Daire:8 
Tarih:2014 
Esas No:13815 
Karar No:20836 
Kaynak: DAVA DOSYASI 
İlgili Maddeler: HMK 375/g 
İlgili Kavramlar: KIYI KANUNU 

T.C.
YARGITAY
8. Hukuk Dairesi
ESAS NO: 2014/13815
KARAR NO: 2014/20836
İNCELENEN KARARIN MAHKEMESİ: Bodrum 2. Asliye Hukuk Mahkemesi
TARİHİ: 19/12/2011
NUMARASI: 2011/53-2011/578
DAVACI: Seferiye Şanlı vs.
DAVALI: Hazine
DAVA TÜRÜ: Yargılanmanın yenilenmesi

Seferiye Şanlı ve Hasan Açık ile Hazine aralarındaki yargılamanın yenilenmesi davasının kabulüne dair Bodrum 2. Asliye Hukuk Mahkemesi'nden verilen 19.12.2011 gün ve 53/578 sayılı hükmün Yargıtay'ca incelenmesi davalı Hazine vekili tarafından süresinde istenilmiş olmakla; dosya incelendi, gereği düşünüldü:

K A R A R

Davacı Seferiye Şanlı ve arkadaşları vekili; Bodrum 2. Asliye Hukuk Mahkemesi'nin 1999/63 Esas ve 2000/274 Karar sayılı kararı ile davacılar adına kayıtlı 45 parsel sayılı taşınmazın 872,21 m2'lik kısmının tapu kaydının iptali ile tescil dışı bırakılmasına karar verildiğini, hükmün onanarak kesinleştiğini, ancak Muğla İdare Mahkemesi'nin 2008/1240 Esas ve 2010/2933 Karar sayılı ilamı ile kıyı kenar çizgisinin Kıyı Kanunu ve Yönetmeliklere uygun bir biçimde belirlenmediği gerekçesi ile iptal edildiğini açıklayarak yargılamanın iadesini talep etmiştir.
Davalı Hazine vekili, cevap dilekçesinde özetle yargılamanın iadesi sebeplerinin gerçekleşmediğini, İdare Mahkemesi kararlarının icra-i etkisinin olmadığını açıklayarak talebin reddine karar verilmesini savunmuştur.
Mahkemece davanın kabulü ile "Davanın Kabulü ile, Mahkememizin 1999/63 E, 2000/274 K sayılı ilamın 2. Numaralı hüküm fıkrasının ortadan kaldırılarak,24/06/2011 tarihli fen bilirkişi raporundaki ekindeki krokiye göre A Harfi ile gösterilen 872,21 m² yerin tapusunun iptali ile davacı adına aynı ada son parsel numarası verilmek üzere tesciline,.... " karar verilmesi üzerine hüküm Hazine vekili tarafından temyiz edilmiştir.
Toplanan deliller ve dosya kapsamına göre dava; yargılamanın yenilenmesine ilişkindir.
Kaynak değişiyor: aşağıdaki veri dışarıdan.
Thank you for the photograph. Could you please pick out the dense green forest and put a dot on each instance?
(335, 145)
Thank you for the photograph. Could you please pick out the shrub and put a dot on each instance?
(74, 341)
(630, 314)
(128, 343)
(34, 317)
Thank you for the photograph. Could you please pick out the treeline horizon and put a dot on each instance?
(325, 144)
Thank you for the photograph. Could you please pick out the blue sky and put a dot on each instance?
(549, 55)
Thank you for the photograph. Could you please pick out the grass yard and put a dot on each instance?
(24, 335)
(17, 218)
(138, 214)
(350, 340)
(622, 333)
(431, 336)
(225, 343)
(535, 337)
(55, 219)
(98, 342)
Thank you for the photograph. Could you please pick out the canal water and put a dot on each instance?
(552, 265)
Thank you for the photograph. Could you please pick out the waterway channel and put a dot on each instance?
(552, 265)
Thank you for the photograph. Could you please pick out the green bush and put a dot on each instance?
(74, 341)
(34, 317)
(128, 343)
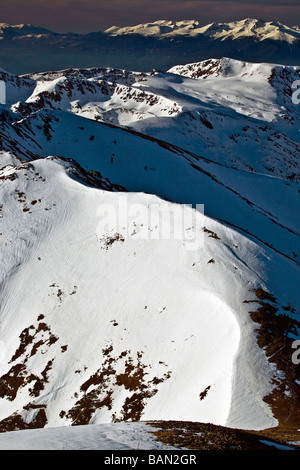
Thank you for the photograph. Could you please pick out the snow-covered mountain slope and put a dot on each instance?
(236, 113)
(140, 163)
(158, 45)
(246, 28)
(112, 307)
(104, 322)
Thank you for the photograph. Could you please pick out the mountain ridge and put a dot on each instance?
(158, 45)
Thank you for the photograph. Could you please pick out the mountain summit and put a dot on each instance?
(158, 45)
(247, 28)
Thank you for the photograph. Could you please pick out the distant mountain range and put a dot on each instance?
(158, 45)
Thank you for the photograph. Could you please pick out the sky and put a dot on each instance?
(83, 16)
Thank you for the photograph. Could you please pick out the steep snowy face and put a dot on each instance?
(105, 322)
(113, 306)
(237, 113)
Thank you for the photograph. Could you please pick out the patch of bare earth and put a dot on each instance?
(207, 436)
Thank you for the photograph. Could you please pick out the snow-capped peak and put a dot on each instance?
(248, 27)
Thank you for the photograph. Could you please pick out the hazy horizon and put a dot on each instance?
(84, 16)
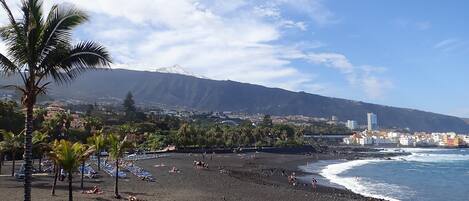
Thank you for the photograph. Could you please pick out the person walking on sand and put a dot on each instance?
(313, 183)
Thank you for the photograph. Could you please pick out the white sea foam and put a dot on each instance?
(357, 185)
(435, 158)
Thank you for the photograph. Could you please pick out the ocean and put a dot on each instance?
(425, 175)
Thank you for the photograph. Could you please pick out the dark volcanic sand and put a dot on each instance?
(244, 177)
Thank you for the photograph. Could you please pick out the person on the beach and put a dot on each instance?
(313, 183)
(292, 179)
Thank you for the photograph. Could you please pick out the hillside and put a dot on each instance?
(205, 94)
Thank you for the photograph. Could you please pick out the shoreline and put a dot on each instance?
(374, 153)
(253, 176)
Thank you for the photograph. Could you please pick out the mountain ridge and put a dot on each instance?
(217, 95)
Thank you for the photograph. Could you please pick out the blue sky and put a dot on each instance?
(400, 53)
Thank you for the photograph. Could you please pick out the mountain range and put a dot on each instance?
(193, 92)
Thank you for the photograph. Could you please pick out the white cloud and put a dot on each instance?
(230, 39)
(313, 8)
(365, 77)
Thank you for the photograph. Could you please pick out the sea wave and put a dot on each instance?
(435, 158)
(356, 184)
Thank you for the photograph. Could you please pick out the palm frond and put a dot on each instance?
(64, 65)
(57, 29)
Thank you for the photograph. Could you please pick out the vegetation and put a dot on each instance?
(117, 148)
(69, 156)
(12, 142)
(98, 141)
(40, 48)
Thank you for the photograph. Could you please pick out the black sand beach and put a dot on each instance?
(246, 176)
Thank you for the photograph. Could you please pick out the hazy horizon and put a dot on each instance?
(364, 50)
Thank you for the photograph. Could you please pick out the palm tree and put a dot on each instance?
(116, 150)
(69, 156)
(98, 141)
(3, 149)
(40, 144)
(39, 48)
(12, 142)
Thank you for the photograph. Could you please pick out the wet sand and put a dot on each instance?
(248, 177)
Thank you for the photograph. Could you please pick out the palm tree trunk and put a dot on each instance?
(116, 189)
(82, 173)
(56, 170)
(13, 157)
(28, 148)
(70, 190)
(99, 161)
(40, 163)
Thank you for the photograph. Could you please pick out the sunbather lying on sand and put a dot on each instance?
(200, 164)
(160, 165)
(174, 170)
(95, 190)
(133, 198)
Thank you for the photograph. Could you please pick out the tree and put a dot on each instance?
(117, 148)
(39, 48)
(10, 118)
(267, 121)
(3, 149)
(12, 142)
(69, 156)
(129, 104)
(40, 144)
(98, 141)
(92, 123)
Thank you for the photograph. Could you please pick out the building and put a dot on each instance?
(372, 121)
(351, 124)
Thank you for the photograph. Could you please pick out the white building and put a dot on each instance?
(406, 140)
(352, 125)
(372, 121)
(365, 140)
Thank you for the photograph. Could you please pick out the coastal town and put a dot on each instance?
(369, 134)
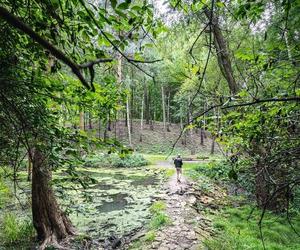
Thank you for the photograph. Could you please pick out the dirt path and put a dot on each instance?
(185, 231)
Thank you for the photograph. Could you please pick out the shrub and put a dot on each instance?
(115, 160)
(236, 232)
(14, 231)
(5, 193)
(159, 218)
(157, 207)
(150, 236)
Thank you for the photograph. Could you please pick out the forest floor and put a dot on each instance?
(188, 227)
(183, 232)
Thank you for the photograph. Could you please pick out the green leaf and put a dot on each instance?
(123, 6)
(113, 3)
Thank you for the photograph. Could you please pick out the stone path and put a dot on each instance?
(187, 227)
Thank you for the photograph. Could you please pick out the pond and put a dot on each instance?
(115, 205)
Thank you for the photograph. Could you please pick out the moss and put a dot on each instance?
(150, 236)
(158, 207)
(15, 231)
(235, 232)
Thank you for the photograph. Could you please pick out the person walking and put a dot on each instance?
(178, 165)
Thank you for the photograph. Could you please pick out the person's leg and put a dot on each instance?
(177, 172)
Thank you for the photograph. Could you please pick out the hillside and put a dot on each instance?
(155, 140)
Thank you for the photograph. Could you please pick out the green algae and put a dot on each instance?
(120, 201)
(116, 204)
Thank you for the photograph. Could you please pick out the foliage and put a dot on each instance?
(236, 232)
(116, 160)
(15, 231)
(159, 218)
(150, 236)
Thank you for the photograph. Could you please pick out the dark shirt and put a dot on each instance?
(178, 163)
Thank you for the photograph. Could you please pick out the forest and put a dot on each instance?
(100, 98)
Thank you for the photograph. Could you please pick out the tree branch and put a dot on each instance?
(20, 25)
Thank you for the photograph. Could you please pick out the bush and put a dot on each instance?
(218, 170)
(159, 218)
(5, 193)
(236, 232)
(115, 160)
(14, 231)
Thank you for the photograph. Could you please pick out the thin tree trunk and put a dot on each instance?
(51, 224)
(81, 120)
(128, 121)
(29, 168)
(191, 132)
(99, 128)
(142, 119)
(90, 121)
(163, 108)
(168, 112)
(285, 33)
(222, 51)
(183, 141)
(212, 150)
(201, 136)
(147, 105)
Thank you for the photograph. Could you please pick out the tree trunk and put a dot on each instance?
(168, 112)
(222, 51)
(51, 224)
(99, 128)
(201, 136)
(90, 121)
(163, 108)
(81, 120)
(147, 105)
(270, 189)
(192, 146)
(128, 120)
(29, 168)
(142, 119)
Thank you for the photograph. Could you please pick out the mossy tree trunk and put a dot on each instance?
(51, 224)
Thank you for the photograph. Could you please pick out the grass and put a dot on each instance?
(235, 232)
(13, 230)
(154, 158)
(159, 218)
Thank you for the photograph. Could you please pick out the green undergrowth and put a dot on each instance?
(154, 158)
(158, 220)
(15, 232)
(115, 160)
(159, 217)
(236, 231)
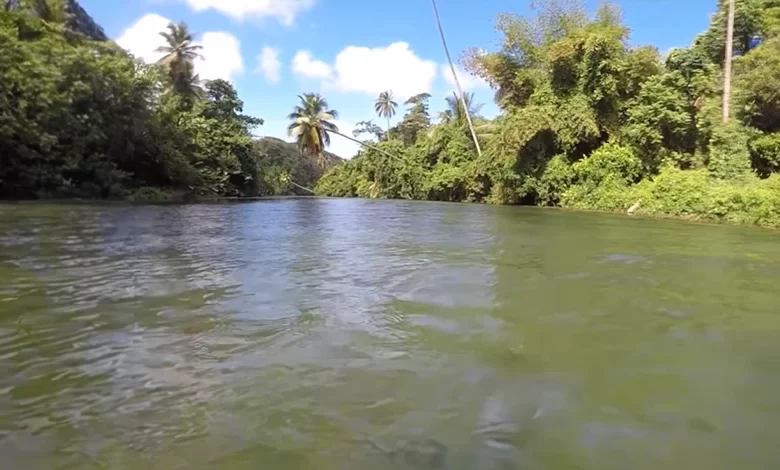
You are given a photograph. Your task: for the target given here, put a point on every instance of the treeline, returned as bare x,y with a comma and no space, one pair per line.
83,118
590,122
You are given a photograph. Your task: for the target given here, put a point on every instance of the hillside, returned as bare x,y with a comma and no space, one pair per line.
76,18
276,156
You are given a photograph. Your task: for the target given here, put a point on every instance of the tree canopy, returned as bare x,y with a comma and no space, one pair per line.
591,121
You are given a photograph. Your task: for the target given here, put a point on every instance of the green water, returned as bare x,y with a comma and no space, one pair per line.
350,334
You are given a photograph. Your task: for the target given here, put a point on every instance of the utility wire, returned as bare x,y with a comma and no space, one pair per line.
455,77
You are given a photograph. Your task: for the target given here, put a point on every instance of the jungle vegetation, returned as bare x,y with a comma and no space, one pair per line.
588,121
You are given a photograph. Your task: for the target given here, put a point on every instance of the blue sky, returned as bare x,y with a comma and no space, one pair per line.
349,50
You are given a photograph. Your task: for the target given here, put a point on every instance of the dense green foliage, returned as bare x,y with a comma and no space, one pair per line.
82,118
590,122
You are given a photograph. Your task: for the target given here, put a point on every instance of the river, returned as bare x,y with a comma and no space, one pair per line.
351,334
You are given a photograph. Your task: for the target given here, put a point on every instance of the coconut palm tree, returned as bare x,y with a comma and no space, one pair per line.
455,76
180,47
311,124
385,107
180,54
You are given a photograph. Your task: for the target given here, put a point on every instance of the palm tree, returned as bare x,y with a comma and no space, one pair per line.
727,63
180,54
385,107
455,76
180,47
455,110
311,124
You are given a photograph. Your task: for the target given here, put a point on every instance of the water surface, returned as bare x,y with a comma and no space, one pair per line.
347,334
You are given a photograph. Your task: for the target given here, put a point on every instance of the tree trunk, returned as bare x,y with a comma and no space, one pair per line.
727,63
455,78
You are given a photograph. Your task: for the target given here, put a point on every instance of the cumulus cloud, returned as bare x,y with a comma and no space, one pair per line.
221,51
284,11
268,64
467,81
371,70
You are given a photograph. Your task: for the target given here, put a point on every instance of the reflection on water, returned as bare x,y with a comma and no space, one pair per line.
365,334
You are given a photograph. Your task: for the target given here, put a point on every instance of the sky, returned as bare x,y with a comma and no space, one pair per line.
351,50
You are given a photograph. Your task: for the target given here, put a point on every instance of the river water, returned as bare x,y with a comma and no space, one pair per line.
351,334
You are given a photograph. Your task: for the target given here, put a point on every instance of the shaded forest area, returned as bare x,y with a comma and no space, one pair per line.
81,118
591,122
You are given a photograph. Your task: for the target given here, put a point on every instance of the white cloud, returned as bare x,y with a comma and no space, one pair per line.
222,57
372,70
283,10
306,66
143,38
221,51
467,81
268,64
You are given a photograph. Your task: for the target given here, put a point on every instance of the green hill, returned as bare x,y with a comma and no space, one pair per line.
275,157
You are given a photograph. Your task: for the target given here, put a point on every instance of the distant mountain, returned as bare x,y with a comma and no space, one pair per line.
77,19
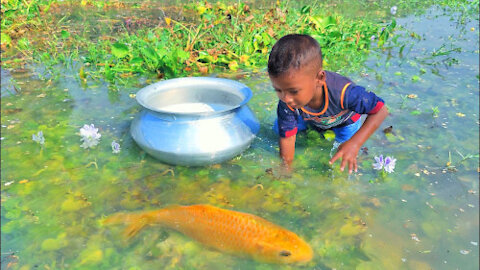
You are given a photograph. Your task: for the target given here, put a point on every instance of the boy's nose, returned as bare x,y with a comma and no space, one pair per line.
286,97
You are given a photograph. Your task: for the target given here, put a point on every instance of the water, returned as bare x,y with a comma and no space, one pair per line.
188,108
423,216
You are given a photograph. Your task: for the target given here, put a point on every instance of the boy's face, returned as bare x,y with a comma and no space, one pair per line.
299,87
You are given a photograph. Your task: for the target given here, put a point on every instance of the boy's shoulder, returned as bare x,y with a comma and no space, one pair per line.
336,81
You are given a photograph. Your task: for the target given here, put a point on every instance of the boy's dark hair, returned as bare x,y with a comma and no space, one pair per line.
293,51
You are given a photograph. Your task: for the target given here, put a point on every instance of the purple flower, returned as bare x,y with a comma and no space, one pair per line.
115,147
38,137
389,164
393,10
90,136
379,163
Mahkemece, koşulları oluştuğu gerekçesi ile talebin kabulüne karar verilmiş ise de, verilen karar usul ve yasaya uygun bulunmamaktadır.
Davacılar vekili, mahkemece hükme esas alınan kıyı kenar çizgisinin Muğla İdare Mahkemesi kararı ile iptal edildiğini, Hazine tarafından açılan davada verilen ve kesinleşen hükmün gerekçesinin iptal olunduğunu ileri sürerek yargılamanın yenilenmesi isteğinde bulunmuştur. Hazine vekili, 27.01.1999 havale tarihli dava dilekçesinde 45 parsel sayılı taşınmazın kıyı kenar çizgisi içinde kalan kısmının tapu kaydının iptali ile kumsal alan olarak tescil dışı bırakılmasını istemiş, mahkemece, bilirkişi raporu esas alınarak 45 parsel sayılı taşınmazın 872,21m2'lik kısmının kıyı kenar çizgisi kapsamında kalması nedeniyle bu bölüme ilişkin tapu kaydının iptali ile tescil dışı bırakılmasına karar verilmiş, hüküm davalı
Seferiye Şanlı ve arkadaşları vekili tarafından temyiz edilmiş, Yargıtay 1. Hukuk Dairesi Başkanlığı'nın 12.02.2002 tarih ve 37/1725 Esas ve Karar sayılı ilamı ile onanmış ve karar düzeltme isteminde bulunulması üzerine aynı Daire'nin 31.03.2003 tarih ve 3121/3721 Esas ve Karar sayılı hükmü ile istemin reddine karar verilerek aynı tarihte hüküm kesinleşmiştir.
Dosya kapsamına göre Muğla 1. İdare Mahkemesi'nin 28.10.2010 tarih ve 2008/1240 Esas ve 2010/2933 Karar sayılı hükmü 23.01.2014 tarihinde kesinleşmiştir. Yerel
Mahkeme'nin 13.09.2000 tarih ve 1999/63 Esas ve 2000/274 Karar sayılı hükmü Jeoloji Bilirkişileri Mustafa Erdoğan, Abidin Türkoğlu ve Serpil Bodrumlu tarafından düzenlenen
21.04.2000 tarihli bilirkişi raporu ile tespit edilen kıyı kenar çizgisi esas alınarak kurulmuştur.
20.04.2000 tarihli fen bilirkişi raporunda da idarece çizilen kıyı kenar çizgisi ile Jeoloji Bilirkişi Kurulu'nca düzenlenen kıyı kenar çizgisinin birbirinin aynı olduğu belirtilmiştir. 6100 sayılı HMK'nun 375/g maddesinde "Karara esas alınan bir hükmün, kesinleşmiş
başka bir hükümle ortadan kalkmış olması..." yargılamanın iadesi sebebi olarak öngörülmüştür. Uyuşmazlık konusu olayda İdare Mahkemesi ilamının, Yerel Mahkemece karar verildikten (19.12.2011) sonra 23.01.2014 tarihinde kesinleştiği dosya kapsamından anlaşıldığı gibi Yerel Mahkeme'nin hükmü yukarıda açıklanan bilirkişi kurulu tarafından belirlenen kıyı kenar çizgisi esas alınarak kurulmuş olup, İdare Mahkemesi'nce iptal edilen
İdarece tespit edilen kıyı kenar çizgisi tek başına hükme dayanak teşkil etmemiştir.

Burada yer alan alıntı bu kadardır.